On asymptotic dynamics for $L^2$ critical generalized KdV equations with a saturated perturbation

Abstract

We consider the $L^2$ critical gKdV equation with a saturated perturbation: ${\partial }_{t}u+{\left(u_{xx}+u^5-\gamma u|u{|}^{q-1}\right)}_x=0$, where $q>5$ and $0<\gamma \ll 1$. For any initial data $u_0\in H^1$, the corresponding solution is always global and bounded in $H^1$. This equation has a family of solutions, and our goal is to classify the dynamics near solitons. Together with a suitable decay assumption, there are only three possibilities: (i) the solution converges asymptotically to a solitary wave whose $H^1$ norm is of size ${\gamma }^{-2∕\left(q-1\right)}$ as $\gamma \to 0$; (ii) the solution is always in a small neighborhood of the modulated family of solitary waves, but blows down at $+\infty$; (iii) the solution leaves any small neighborhood of the modulated family of the solitary waves.

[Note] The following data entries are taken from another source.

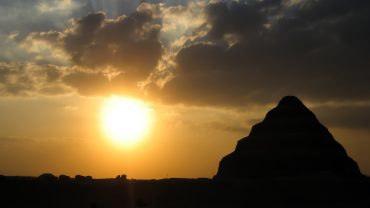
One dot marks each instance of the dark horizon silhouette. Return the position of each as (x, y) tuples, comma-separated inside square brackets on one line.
[(288, 160)]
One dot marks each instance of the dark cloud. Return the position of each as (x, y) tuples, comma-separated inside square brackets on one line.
[(127, 47), (344, 116), (318, 50)]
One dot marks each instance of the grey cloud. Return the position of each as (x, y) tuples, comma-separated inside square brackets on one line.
[(27, 79), (318, 50), (344, 116)]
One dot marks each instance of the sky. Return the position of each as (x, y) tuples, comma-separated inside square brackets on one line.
[(208, 70)]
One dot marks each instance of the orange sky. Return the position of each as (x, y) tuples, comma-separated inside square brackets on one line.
[(209, 70)]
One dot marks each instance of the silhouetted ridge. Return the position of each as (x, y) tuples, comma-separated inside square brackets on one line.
[(290, 141)]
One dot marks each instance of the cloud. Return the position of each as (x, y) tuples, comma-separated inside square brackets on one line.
[(258, 51), (28, 79)]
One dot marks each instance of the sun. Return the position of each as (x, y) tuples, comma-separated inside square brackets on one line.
[(125, 121)]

This extends the classification of the rigidity dynamics near the ground state for the unperturbed $L^2$ critical gKdV (corresponding to $\gamma =0$) by Martel, Merle and Raphaël. However, the blow-down behavior (ii) is completely new, and the dynamics of the saturated equation cannot be viewed as a perturbation of the $L^2$ critical dynamics of the unperturbed equation. This is the first example of classification of the dynamics near the ground state for a saturated equation in this context. The cases of $L^2$ critical NLS and $L^2$ supercritical gKdV, where similar classification results are expected, are completely open.